Jobfressendes Monster

Der Kapitalismus steckt in der Krise – auch durch das Nordamerikanische Freihandelsabkommen

Von Mumia Abu-Jamal
 
Als US-Präsident Barack Obama im September 2011 in einer Kongreßsitzung über seinen Gesetzentwurf »American Jobs Act« zur Schaffung von Arbeitsplätzen sprach, tat er das mit einer Intensität, die man seit dem Tag seiner Amtsübernahme am 20. Januar 2009 bei ihm vermißt hatte.

Der Grund dafür war simpel: Durch die Verschlechterung der Wirtschaftslage in Verbindung mit dem nagenden Problem der Arbeitslosigkeit (vor allem unter schwarzen Wählern) drohte dem ersten schwarzen Präsidenten der Nation der Abgang nach nur einer Amtszeit.

Schlechte Umfrageergebnisse spielten dabei natürlich auch eine Rolle. Obamas Gesetzesvorlage sollte spürbare Auswirkungen auf die Arbeitslosenrate und so auf seine Wählerstimmen haben. Aber im September konnte er noch nicht wissen, daß er das aus mehreren Teilen bestehende Gesetzespaket wegen des Widerstandes der republikanischen Opposition nur teilweise durchbekommen würde. So beispielsweise das von Obama am 21. November unterzeichnete Wiedereingliederungsgesetz für Kriegsveteranen, das Unternehmen eine Staffel von Steuerfreibeträgen garantiert, wenn sie für die »heimkehrenden Helden« (Text des Gesetzentwurfs) Jobs schaffen.

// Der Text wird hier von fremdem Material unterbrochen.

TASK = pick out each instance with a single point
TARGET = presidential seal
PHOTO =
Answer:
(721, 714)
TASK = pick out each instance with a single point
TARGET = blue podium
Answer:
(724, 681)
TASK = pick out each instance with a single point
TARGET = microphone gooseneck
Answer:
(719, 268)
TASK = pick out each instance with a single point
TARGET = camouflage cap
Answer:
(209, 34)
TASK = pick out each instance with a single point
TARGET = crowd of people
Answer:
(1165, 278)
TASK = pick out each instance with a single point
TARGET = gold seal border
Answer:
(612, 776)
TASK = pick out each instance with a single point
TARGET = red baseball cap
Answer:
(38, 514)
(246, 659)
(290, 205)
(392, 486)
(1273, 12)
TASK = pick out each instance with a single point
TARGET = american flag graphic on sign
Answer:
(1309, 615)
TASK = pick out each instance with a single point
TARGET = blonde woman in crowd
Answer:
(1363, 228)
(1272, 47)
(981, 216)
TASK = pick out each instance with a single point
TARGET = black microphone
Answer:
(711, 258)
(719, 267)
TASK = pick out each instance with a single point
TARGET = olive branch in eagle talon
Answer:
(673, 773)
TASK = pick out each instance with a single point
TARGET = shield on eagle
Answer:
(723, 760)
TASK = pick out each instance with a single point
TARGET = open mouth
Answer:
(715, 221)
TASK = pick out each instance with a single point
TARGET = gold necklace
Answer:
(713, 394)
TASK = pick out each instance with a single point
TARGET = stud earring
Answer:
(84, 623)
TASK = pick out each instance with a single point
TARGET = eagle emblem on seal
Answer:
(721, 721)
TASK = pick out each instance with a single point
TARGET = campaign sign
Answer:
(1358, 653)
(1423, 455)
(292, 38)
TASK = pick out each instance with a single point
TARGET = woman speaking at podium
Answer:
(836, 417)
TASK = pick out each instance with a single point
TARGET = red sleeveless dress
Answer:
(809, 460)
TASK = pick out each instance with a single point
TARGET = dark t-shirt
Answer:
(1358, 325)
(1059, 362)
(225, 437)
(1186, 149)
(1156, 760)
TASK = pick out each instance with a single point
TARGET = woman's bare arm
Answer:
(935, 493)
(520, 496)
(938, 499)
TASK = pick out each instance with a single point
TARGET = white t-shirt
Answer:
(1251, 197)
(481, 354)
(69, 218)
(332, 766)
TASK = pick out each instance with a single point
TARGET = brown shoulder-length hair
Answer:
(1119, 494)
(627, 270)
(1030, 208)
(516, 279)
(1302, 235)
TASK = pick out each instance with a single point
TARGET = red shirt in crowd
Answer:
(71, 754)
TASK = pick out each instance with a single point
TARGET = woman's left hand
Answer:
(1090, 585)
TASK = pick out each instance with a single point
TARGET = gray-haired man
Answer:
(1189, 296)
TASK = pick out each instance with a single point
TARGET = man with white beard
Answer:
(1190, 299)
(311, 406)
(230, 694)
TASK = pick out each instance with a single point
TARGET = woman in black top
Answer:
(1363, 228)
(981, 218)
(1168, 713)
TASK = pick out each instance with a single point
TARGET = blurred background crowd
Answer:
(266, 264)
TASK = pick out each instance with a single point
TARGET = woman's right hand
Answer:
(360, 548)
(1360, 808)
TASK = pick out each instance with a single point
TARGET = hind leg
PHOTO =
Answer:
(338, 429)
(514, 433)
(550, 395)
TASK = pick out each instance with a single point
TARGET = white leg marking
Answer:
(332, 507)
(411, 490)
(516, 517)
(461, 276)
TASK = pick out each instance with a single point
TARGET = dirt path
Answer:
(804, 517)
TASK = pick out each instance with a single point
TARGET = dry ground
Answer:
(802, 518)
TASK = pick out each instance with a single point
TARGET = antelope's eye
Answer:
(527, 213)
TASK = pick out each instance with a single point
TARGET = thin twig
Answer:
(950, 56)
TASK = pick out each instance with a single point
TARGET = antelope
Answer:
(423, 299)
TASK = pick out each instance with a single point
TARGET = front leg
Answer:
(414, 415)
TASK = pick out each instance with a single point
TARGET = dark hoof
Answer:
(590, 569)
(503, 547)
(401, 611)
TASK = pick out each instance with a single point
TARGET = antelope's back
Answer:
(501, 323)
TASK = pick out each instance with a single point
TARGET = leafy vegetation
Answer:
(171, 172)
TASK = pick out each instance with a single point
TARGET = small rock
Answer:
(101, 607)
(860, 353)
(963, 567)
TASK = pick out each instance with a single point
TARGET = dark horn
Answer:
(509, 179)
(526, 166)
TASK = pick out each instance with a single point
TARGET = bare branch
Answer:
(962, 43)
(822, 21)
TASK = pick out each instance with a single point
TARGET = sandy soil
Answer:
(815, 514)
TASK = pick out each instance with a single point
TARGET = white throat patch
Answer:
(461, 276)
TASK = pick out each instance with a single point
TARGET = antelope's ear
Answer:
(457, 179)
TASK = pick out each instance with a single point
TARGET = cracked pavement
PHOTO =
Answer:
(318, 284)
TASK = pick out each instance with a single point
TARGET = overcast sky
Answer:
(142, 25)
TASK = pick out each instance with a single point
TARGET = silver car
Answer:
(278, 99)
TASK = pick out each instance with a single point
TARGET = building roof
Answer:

Das größte Problem für Obama in diesem Bereich ist aber, daß sein Gesetz zur Schaffung von Arbeitsplätzen mit keinem Wort auf das jobfressende Monster eingeht, das fett im Raum steht: Das Nordamerikanische Freihandelsabkommen (NAFTA) mit seinen Anreizen für Unternehmer, die US-Küsten zu fliehen, um sich im Ausland billigere Arbeitskräfte zu suchen. Solange dieser Widerspruch weder vom Weißen Haus noch vom US-Kongreß angegangen wird, sind Jobgesetze nichts anderes, als wenn man versuchte, eine Schußwunde mit einem Heftpflaster zu verarzten.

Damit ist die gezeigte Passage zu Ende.